Что есть любовь? Тому, кто может это объяснить, не требуется ни единого слова.
- О дитя! - вздыхает Тимар и, отстранясь от супруги, встает. Тимея тоже поднимается.
- Нет, мой господин, я вовсе не дитя. Я знаю, кто я есть: ваша жена. Я обещала вам и поклялась перед Господом быть вам верной, послушной женою. Таков мой удел. Вы сделали мне столько добра, что я обязана вам по гроб жизни. Вы - мой супруг и повелитель, и я всегда буду угождать вашим желаниям и поступать как прикажете. Михай отвернулся и закрыл лицо руками.
Этот взгляд, полный самоотречения, остудил в крови его всяческие желания. У кого достало бы мужества приставать с объятиями к страстотерпице, к статуе святой мученицы с пальмовой ветвью в руках и терновым венцом на главе? У кого вскипела бы кровь при виде призрака, бесплотной тени своей некогда усопшей невесты?
"Буду делать, что прикажете!".
Михай начал догадываться, сколь бесславную победу он одержал: женился на сказочно прекрасной алебастровой статуе!
Должно быть, и с другими мужьями случалось так, что они не находили пути к сердцу жены. Вероятно, и другие в таких случаях полагались на врачующее время. Как можно противиться зиме?

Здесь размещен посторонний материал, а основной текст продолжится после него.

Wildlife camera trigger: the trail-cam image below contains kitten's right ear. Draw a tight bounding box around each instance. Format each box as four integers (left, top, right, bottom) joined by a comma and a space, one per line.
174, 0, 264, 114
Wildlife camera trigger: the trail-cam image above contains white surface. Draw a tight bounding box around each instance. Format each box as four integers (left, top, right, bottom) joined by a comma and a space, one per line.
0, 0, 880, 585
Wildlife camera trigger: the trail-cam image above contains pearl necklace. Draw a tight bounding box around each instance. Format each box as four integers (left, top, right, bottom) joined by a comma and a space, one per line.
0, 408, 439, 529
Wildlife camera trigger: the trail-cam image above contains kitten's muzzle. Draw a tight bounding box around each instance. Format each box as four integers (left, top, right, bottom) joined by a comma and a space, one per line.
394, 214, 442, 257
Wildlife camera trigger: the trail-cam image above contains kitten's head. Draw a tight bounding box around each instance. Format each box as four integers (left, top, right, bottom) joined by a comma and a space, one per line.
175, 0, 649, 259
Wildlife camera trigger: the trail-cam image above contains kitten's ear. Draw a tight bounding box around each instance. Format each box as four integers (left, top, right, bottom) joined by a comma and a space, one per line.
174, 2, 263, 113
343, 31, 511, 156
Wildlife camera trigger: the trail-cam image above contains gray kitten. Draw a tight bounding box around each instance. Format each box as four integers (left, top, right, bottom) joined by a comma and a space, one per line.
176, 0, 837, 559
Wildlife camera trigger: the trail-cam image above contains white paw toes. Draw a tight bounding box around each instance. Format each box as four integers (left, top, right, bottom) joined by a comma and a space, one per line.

Дождаться весны.
Дочь родителей-мусульман дома воспитывалась, зная, что до свадьбы не увидит лица человека, кто возьмет ее в жены. Ни родители, ни поп, ни муж не спрашивают ее, любит она или нет. Ее доля - покорность. Муж станет ее почитать, а если уличит в неверности - убьет. Главное, чтобы у будущей жены было красивое лицо, живые глаза, густые волосы и здоровый дух изо рта; сердцем ее никто не интересуется.
Однако в доме приемного отца девушка усвоила другое. Оказывается, любовные мечты у христиан дозволены и даже, более того вполне доступны; но стоит только поддаться этим мечтам, и тебя не лечат от них, как больного, а наказывают, как грешника. Она, Тимея, выстрадала эту науку.
Выходя замуж за Тимара, Тимея словно бы всей своей крови до последней капли наложила запрет отзываться на какое-либо иное чувство, кроме чувства женского долга. Ведь дай она волю своим мечтаниям, и тогда каждая капля крови подстрекнула бы ее пойти тем путем, что проделала однажды ночью другая девушка, дважды споткнувшись впотьмах о распростертое тело гулящей бабы. Но для нее, Тимеи, споткнуться, оступиться значило бы предать смерти свою душу. Она погребла в себе свое чувство, заморозила свою душу. И вышла замуж за человека, которого уважала, которому была благодарна и желала стать верной спутницей жизни.
Обычная, будничная история. И каждый, с кем она случается, утешает себя: мол, придет весна и растопит застылое сердце.
После женитьбы Михай увез молодую жену в свадебное путешествие. Они объездили Швейцарию, Италию и возвратились с тем же, с чем уезжали. Ни пленительные долины Гельвеции, ни ароматные рощи Италии не взрастили лекарственного средства на этот случай.